Jenerik İlaçlar Muaf Tutuldu, Ancak Belirsizlik Sürüyor
Anlaşma metnine göre jenerik ilaçların büyük bir kısmı yeni tarifeden muaf tutulacak. Fakat hangi ürünlerin tam olarak bu muafiyet kapsamında yer alacağı henüz netlik kazanmadı. Bu belirsizlik, sektörün belirli segmentleri için önemli bir risk unsuru olarak varlığını koruyor.
Dev Şirketler Stratejik Adımlar Atıyor
Avrupa’nın önde gelen ilaç üreticileri, olası maliyet artışlarına karşı proaktif önlemler almaya başladı.
- Fransa merkezli Sanofi, ABD’deki üretim operasyonlarının sürdürülebilirliğini güvence altına almak amacıyla bir tesisini Thermo Fisher şirketine devretti.
- İsviçre merkezli Roche ise tedarik zincirinde yaşanabilecek aksaklıklara karşı ABD içindeki envanter seviyelerini artırma yoluna gitti.

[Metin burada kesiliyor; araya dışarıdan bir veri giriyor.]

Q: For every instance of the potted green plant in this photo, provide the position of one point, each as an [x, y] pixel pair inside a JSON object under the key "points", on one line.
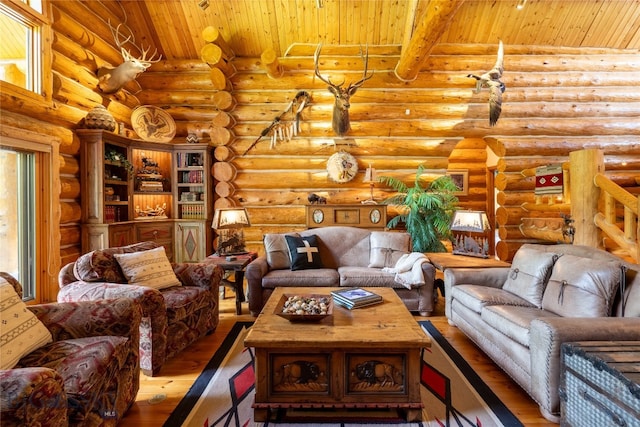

Sektörde Tedirgin Bekleyiş Devam Ediyor
UBS analisti Matthew Weston, anlaşmanın tüm riskleri ortadan kaldırmadığını ve ABD’nin ulusal güvenlik gerekçesiyle sektöre yönelik ek tarifeler getirme ihtimalinin hala masada olduğunu vurguladı.
Diederik Stadig ise sürecin henüz tamamlanmadığını hatırlatarak, “Anlaşma resmi olarak imzalanana kadar hiçbir şey garanti değil,” uyarısında bulundu.
Wall Street analistleri de konu hakkında ikiye bölünmüş durumda. Bir grup tehditlerin azaldığını düşünürken, diğer bir grup ise daha sert adımların gelebileceğine inanıyor. İlaç endüstrisi, anlaşmanın nihai detaylarının netleşmesini beklerken, piyasalardaki belirsizlik ve dalgalanmanın bir süre daha devam etmesi öngörülüyor.